If your cat’s hot ears are accompanied by a waxy, foul-smelling debris, they might have an ear infection. You might also notice them shaking their head more than normal, scratching their ears excessively, or rubbing their head against the furniture. Although ear infections are usually mild, left untreated they could cause permanent damage to the eardrum. To avoid any problems, get a vet to check them over as soon as possible.

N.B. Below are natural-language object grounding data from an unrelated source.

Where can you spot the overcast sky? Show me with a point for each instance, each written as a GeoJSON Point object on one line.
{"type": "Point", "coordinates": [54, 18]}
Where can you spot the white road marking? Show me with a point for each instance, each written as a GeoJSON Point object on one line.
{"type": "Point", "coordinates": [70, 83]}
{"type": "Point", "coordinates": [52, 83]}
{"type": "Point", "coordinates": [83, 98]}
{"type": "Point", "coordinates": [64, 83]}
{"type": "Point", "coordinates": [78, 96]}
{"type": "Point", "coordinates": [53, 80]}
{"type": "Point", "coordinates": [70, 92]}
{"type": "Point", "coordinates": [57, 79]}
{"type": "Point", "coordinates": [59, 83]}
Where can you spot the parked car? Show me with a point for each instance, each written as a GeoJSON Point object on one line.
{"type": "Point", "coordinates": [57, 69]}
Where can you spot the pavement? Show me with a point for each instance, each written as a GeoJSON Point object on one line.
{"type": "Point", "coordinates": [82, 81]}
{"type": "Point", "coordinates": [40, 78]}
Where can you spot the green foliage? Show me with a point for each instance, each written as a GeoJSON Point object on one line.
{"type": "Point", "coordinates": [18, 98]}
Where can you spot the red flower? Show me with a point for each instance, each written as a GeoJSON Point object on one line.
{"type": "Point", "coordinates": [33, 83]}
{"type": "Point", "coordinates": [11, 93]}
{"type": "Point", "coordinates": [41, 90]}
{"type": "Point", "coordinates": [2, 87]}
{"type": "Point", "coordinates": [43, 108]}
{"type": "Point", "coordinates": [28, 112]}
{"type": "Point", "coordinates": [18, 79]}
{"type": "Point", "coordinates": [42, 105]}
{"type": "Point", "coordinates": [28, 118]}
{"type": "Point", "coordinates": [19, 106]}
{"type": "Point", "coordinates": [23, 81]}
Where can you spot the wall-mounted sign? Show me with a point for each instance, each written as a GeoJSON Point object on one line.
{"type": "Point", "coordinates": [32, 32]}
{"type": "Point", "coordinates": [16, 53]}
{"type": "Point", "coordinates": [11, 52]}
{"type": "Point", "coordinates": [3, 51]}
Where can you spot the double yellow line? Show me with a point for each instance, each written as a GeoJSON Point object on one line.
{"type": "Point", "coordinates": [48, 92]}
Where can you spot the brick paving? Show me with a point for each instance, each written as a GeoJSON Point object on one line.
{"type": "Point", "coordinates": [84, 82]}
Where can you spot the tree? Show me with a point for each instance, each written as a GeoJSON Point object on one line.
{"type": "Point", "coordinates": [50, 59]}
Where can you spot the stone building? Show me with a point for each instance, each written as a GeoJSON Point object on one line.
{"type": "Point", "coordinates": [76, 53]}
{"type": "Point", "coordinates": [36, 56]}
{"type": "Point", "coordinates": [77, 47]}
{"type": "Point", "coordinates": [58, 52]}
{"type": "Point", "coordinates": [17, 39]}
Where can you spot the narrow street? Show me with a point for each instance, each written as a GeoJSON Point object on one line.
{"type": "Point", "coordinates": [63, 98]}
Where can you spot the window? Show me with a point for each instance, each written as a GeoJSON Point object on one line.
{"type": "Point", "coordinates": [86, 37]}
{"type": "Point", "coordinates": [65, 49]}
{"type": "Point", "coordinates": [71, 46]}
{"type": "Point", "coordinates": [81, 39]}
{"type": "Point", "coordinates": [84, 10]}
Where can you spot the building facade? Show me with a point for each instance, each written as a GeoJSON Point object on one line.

Strange though it sounds, stress can sometimes be the reason behind your cat’s hot ears. Extreme anxiety can result in spontaneous hypertension, which in turn can cause an elevated heart rate, a rush of blood to the head, and warm ears. If your cat’s ears vary in temperature constantly, and if they are also displaying any unusual behaviors, you may have a stressed cat on your hands.

Ear Wax

Some problems start small but quickly escalate. As Senior Cat Wellness notes, a small amount of wax in your cat’s ears is perfectly healthy and normal. However, if it’s left to build up in large quantities, it can cause multiple issues, including damaged hearing, bacterial infections, and parasite infestations – all of which can cause hot ears. Avoid the problem by getting into the habit of cleaning their ears weekly.

Ear Polyps

Sometimes, hot ears could be a sign of a growth. Not all growths are a serious cause of concern, but they may need to be removed if they cause discomfort. Polyps are non-cancerous, benign growths found in the inner ear. While polyps are not a danger in themselves, they can cause several unpleasant secondary symptoms, including respiratory problems and difficulties in eating if the polyps stretch into the throat. Most polyps are visible to the naked eye, but others will require an x-ray or scan to detect. Usually, polyps can be easily removed through surgery: if they re-occur, your vet may recommend an alternative, more permanent treatment.

Ear Mites

If your cat’s hot ears are accompanied by excessive scratching and a large amount of debris that looks similar to coffee grounds, they may have ear mites. As Cuteness notes, ear mites are parasitic arachnids that infest the inner ear canals and feast on the tissues and debris found there. An infestation isn’t just a miserable experience; left to fester, it can lead to a secondary ear infection. Fortunately, ear mites are easy to diagnose and just as easy to treat.


Cysts are relatively common in cats and are usually caused by Ceruminous cystomatosis. Appearing as small blue or purple nodes, Ceruminous cystomatosis is usually nothing at all to be worried about, and is often nothing more than an aesthetic concern. Occasionally, the nodes can cause an ear infection, in which case your vet may recommend their removal. Other causes of ear cysts include ingrowing hairs, trapped air, or bites. Although these kinds of cysts are painless and will usually disappear of their own accord, they can occasionally grow and end up clogging the ear canal. If this happens, your vet will usually remove the cyst by draining it with a needle.


One of the most concerning causes of hot ears in cats is cancerous tumors. Tumors are associated with inflamed looking lumps that will feel hot and be painful to the touch. Immediate veterinary assistance should be sought if you suspect your cat has a tumor. Diagnosis is confirmed by a series of tests and scans, and you may need to be referred to a specialist. Treatment usually consists of chemotherapy or radiotherapy. For the greatest chances of a full recovery, early treatment is crucial, so don’t hesitate in seeking help as soon as you suspect a problem.


Hot ears can sometimes be one of the signs of an allergy. If this is the case, you will also notice a range of other symptoms, including excessive scratching, vomiting, diarrhea, breathing difficulties, and swollen paws. The cause of the allergy is usually something in the house, with dust, smoke, air fresheners, cleaning products, and even certain fabrics all being common allergy triggers.